Al año siguiente se emitieron las leyes de Obediencia Debida y Punto Final, que blindaron judicialmente a miles de militares, civiles y miembros de la Iglesia que habían participado en los crímenes y que, gracias a estas normas, permanecieron impunes durante años.
El argumento central fue que para lograr "la reconciliación nacional", Argentina necesitaba poner "punto final" a la violencia política de las décadas anteriores, y que, además, los militares subordinados no tenían responsabilidad porque solo habían "obedecido" órdenes.

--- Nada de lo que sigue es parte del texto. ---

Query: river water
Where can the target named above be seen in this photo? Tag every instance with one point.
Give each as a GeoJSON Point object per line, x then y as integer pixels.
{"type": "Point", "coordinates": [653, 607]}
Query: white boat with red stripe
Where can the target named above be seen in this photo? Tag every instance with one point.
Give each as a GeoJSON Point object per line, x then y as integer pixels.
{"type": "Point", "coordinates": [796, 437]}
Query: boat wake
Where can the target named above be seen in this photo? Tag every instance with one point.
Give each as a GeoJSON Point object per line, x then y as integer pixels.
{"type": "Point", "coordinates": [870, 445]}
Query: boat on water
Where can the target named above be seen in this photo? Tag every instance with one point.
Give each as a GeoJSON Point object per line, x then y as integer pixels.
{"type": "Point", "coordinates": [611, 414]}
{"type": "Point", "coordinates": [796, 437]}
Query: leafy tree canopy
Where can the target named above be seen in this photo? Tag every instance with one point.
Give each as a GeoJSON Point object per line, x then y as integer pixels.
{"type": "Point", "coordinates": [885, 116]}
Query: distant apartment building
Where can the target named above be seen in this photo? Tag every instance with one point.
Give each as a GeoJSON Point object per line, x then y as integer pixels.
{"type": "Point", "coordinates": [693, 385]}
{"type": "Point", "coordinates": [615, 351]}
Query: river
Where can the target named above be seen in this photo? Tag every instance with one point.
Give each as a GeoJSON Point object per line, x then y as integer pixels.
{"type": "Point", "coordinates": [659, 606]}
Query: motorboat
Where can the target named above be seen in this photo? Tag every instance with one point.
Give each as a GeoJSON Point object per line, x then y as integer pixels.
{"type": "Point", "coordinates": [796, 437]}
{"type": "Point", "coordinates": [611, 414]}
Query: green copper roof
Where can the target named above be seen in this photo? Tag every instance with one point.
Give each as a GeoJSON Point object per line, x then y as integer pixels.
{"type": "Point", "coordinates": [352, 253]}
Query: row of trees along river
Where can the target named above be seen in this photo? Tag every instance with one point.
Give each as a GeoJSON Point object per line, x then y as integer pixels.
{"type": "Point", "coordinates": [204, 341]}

Además, en 1990, el entonces presidente Carlos Menem indultó a los pocos militares que estaban en prisión y a los líderes de las organizaciones guerrilleras condenados en juicios paralelos.
Resistencia
En medio de esas oscilaciones, los organismos de derechos humanos, siempre encabezados por Madres y Abuelas, y en los que participaban sobrevivientes, mantuvieron su reclamo de justicia sin el respaldo de los gobiernos de turno, los medios de comunicación o de gran parte de la sociedad, que prefería apostar a que se "olvidara" la dictadura a pesar de que miles de personas seguían desaparecidas.
Todo ello cambió en 2003, cuando Néstor Kirchner asumió el poder. "Somos hijos y nietos de las Madres y Abuelas de Plaza de Mayo", dijo en Naciones Unidas un año antes de pedir perdón en nombre del Estado por los crímenes cometidos durante la dictadura. En esa línea, promovió la reactivación de los juicios que continúan hasta ahora y que han permitido cientos de sentencias.

Por primera vez, con Kirchner, el discurso oficial hacia la dictadura fue de condena plena a los represores y de apoyo incondicional a los organismos de derechos humanos, que contaron con un inédito respaldo económico, político y social.
Esa postura, sin embargo, ha sido criticada en el nuevo documental divulgado por el Ejecutivo de Milei. En el audiovisual publicado hoy, se menciona que "en el año 2003, el Gobierno nacional argentino lanzó una masiva campaña política empleando cuantiosos recursos públicos para imponer en la sociedad un relato sobre los trágicos acontecimientos de la década del 70, con una visión sesgada y revanchista cuyo objetivo ulterior era el de beneficiar económicamente a unos pocos y ganar rédito político para construir nuevas mayorías de poder".
En 2015, el clima volvió a cambiar con la llegada del presidente Mauricio Macri, quien criticaba "el curro de los derechos humanos", consideraba que la dictadura era algo del "pasado" y decía que no le "interesaba" el número de desaparecidos.
Macri reinstaló la "teoría de los dos demonios" y se enfrentó a los organismos que comenzaron a ser cuestionados públicamente, además de que se les restaron los financiamientos oficiales que se repusieron durante el Gobierno de Alberto Fernández (2019-2023), pero que perdieron por completo a partir de la llegada de Milei al poder.